France-Australia they did it on an Elba 45
Leaving the coasts of France behind last autumn, Louise and Gordon Coates returned to their native Australia aboard their Elba 45 some six months later. They had dreamed of this trip and they did it! Because they wanted their family and friends to enjoy the pleasure of sailing aboard their Elba 45 all the way from France, this Australian couple in their sixties set out from Port Cogolin, bound for… Sydney. Here’s their logbook.
TO LANZAROTE BEFORE THE BIG JUMP
After having seriously stocked up on supplies in Saint Tropez, we set sail on a chilly November morning, heading for Ibiza and then the Atlantic crossing. We were getting our bearings aboard our cruising boat equipped for this type of long-distance voyage, with its instrument panel and its indicators of water levels, battery charge levels and navigational information. Our first stop was at the port of San Antonio to stretch our legs in strangely empty streets out of season. Ten days after our departure from France, we were within sight of the famous Rock of Gibraltar, marking the real beginning of our adventure. On November 24th, we stopped for a week in Lanzarote in the Canary Islands, where our friend Steve was to join us on board to share the upcoming Transatlantic passage.
NOT SO TRANQUIL TRANSATLANTIC
The crossing to Martinique was to be the best test of reliability for the boat…and her crew. Three-hour watches followed on one from another, as did the sun and the heavy weather too. Conditions were sometimes rough, but our beautiful floating home remained comfortable and clearly proved to have excellent seakeeping qualities. Steve was a calm crewmember who brought a good balance to our team. On the 16th day, we met another sailboat, something fairly rare in the middle of the ocean. The strength of the following winds allowed us to make a rather fast but also rather tiring crossing.
THROUGH THE CANAL, FROM ONE OCEAN TO THE OTHER
During our well-earned break in Martinique, we had a diver check the hull: All Clear. Two American friends and an Australian friend came aboard to sail with us for a few weeks and help us transit the famous Panama Canal. A big event for all of us. We were all in awe of this narrow passage that thousands of cargo ships use every year and which necessitated us upgrading our fendering to protect the hulls. The passage from the Atlantic Ocean to the Pacific Ocean was completed in just one day: magical! Once through to the other side, our couple of teammates left for America and we set sail for Tahiti with our compatriot Phil.
BANNED FROM TAHITI…
Beautiful sunshine and light winds were generally the order of the day for this trip in the Pacific. This gave us time to enjoy the benefits of our boat, its clever layout, its fully fitted galley, the fresh water from our watermaker, the 7 kg-capacity washing machine, and more besides. Our fishing skills proved to be not that successful, but fortunately our refrigerator and freezer had enough capacity that we were still able to enjoy some lovely meals with fresh vegetables and fresh salmon, even after a month at sea.
As for communications, a real “black box” regularly sent our position by satellite to those who were connected to our system.

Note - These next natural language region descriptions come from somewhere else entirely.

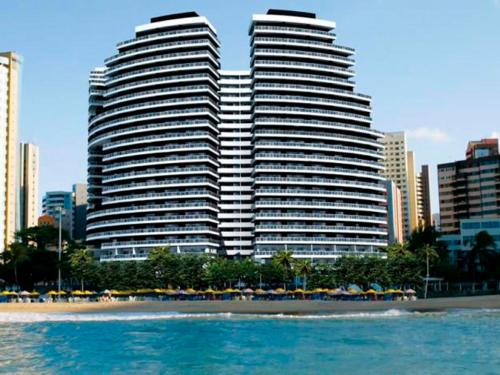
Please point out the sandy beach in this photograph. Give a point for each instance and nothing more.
(257, 307)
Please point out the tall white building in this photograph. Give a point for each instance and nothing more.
(238, 163)
(10, 75)
(29, 183)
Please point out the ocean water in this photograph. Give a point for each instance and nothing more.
(391, 342)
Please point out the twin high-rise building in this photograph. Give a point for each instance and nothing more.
(203, 160)
(10, 76)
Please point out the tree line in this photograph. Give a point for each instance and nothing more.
(32, 261)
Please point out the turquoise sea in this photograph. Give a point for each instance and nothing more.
(392, 342)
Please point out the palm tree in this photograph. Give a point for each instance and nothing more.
(303, 268)
(482, 247)
(17, 254)
(284, 258)
(429, 253)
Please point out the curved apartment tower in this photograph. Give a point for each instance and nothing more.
(235, 171)
(153, 142)
(185, 155)
(317, 184)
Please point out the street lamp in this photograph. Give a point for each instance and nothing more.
(59, 252)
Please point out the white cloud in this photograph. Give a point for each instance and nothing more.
(434, 135)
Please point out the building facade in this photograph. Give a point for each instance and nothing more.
(28, 185)
(55, 200)
(10, 76)
(153, 142)
(400, 168)
(184, 155)
(469, 189)
(395, 218)
(79, 196)
(235, 170)
(424, 189)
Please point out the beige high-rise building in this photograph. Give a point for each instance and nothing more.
(28, 189)
(10, 71)
(400, 168)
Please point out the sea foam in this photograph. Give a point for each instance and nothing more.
(110, 316)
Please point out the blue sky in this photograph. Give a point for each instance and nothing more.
(432, 67)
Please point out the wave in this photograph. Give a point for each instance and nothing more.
(105, 317)
(129, 316)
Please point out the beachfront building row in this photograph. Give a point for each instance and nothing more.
(414, 187)
(19, 162)
(242, 162)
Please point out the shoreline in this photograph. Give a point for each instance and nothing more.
(296, 307)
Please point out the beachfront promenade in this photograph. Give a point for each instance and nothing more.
(256, 307)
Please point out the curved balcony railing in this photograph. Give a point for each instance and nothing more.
(296, 203)
(152, 207)
(154, 196)
(318, 181)
(341, 240)
(155, 47)
(323, 146)
(293, 76)
(151, 115)
(299, 98)
(189, 134)
(160, 35)
(323, 228)
(153, 161)
(169, 182)
(322, 112)
(164, 171)
(307, 66)
(158, 92)
(318, 134)
(294, 29)
(159, 69)
(159, 80)
(153, 219)
(305, 216)
(138, 151)
(291, 52)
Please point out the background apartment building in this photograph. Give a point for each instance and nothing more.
(10, 75)
(28, 189)
(470, 188)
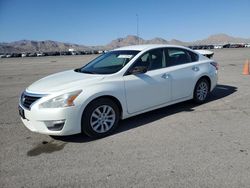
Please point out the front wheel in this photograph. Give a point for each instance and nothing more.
(201, 91)
(100, 118)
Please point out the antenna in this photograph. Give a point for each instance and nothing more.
(137, 27)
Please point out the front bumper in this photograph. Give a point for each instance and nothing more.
(37, 119)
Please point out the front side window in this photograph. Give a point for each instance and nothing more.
(152, 59)
(109, 63)
(178, 56)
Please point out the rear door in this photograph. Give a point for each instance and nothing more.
(183, 67)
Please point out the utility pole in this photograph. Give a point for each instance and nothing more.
(137, 27)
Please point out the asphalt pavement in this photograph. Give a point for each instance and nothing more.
(183, 145)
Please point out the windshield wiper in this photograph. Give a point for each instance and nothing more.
(88, 72)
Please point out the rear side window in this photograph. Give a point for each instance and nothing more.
(194, 56)
(178, 56)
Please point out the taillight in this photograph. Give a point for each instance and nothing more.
(216, 65)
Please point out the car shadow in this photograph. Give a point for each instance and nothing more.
(221, 91)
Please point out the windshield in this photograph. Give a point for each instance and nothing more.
(109, 63)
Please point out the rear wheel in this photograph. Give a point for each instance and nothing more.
(100, 118)
(201, 91)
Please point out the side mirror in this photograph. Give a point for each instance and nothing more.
(138, 70)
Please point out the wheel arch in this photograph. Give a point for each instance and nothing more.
(114, 99)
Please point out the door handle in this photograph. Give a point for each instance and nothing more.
(195, 68)
(165, 76)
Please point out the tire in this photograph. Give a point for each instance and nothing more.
(201, 91)
(100, 118)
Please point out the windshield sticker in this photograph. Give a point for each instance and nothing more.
(124, 56)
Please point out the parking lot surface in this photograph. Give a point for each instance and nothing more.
(183, 145)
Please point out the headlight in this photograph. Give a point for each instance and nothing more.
(64, 100)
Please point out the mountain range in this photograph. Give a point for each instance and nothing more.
(49, 45)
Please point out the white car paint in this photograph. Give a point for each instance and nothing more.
(136, 93)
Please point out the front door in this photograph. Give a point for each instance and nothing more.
(150, 89)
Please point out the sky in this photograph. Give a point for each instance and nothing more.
(97, 22)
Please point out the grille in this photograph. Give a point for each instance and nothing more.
(27, 100)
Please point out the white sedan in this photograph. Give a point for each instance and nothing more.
(116, 85)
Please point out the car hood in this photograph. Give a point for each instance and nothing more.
(62, 81)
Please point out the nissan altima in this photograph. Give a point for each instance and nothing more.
(116, 85)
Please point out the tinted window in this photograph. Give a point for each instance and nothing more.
(194, 56)
(152, 59)
(177, 56)
(109, 63)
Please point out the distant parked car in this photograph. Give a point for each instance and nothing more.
(116, 85)
(2, 56)
(23, 55)
(39, 54)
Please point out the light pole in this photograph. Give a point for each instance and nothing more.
(137, 28)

It was also a great tool for sending and receiving news, especially when the hours were long on the boat. Because of the advance of the Covid virus, we were informed that it was going to be very difficult, and then ultimately impossible to set foot ashore in Papeete or on any island in French Polynesia. We would still be able to refuel before heading to our dear homeland.
DUE NORTH TO REACH SAFETY
Concern was growing as the weather forecast predicted a cyclone in our path. The only option was to head due north, which was to take us off the coasts of Fiji, Tonga and New Caledonia, but without being able to land there. We took care to finish diminish our food stocks right down to avoid quarantine problems due to the intrusion of food on Australian territory. 4, 3, 2, 1: we counted the days that separated us from our return home and our loved ones. The reunion was of course a warm one, and our daughters were astonished to discover the comfort we enjoy aboard Larrikin, our Elba 45. After a first stop in Southport, we left Queensland and headed down to Sydney after our six-month voyage, marking the end of our adventure.
3 QUESTIONS WE PUT TO LOUISE AND GORDON
What were the highlights of your adventure?
Transiting the Panama Canal will remain in our memories. All those days of sailing to avoid encountering the cyclone in the Pacific are part of the great memories of our adventure. The passages we shared and the relationship with those who following our adventure were also important for the success of our story. In fact, it is was only we reviewed the video footage we shot (which you can see on Fountaine Pajot’s YouTube channel, MyBoatAndI) that we really took stock of we’d accomplished.
Do you have any regrets?
Mainly that of not having been able to spend more time in the Pacific, of not having been able to visit islands like the Marquesas. It was strange to arrive with all the constraints related to Covid, for the three of us who’d been living our own lockdown in the middle of the Pacific.
How did your Elba 45 perform?
First of all, it is very pleasant living with its generous and luminous spaces. Its layout is perfect for cruising. It is stable under way and does not generate much noise, even when it’s a bit lively. It is very comfortable to cruise on a catamaran like this.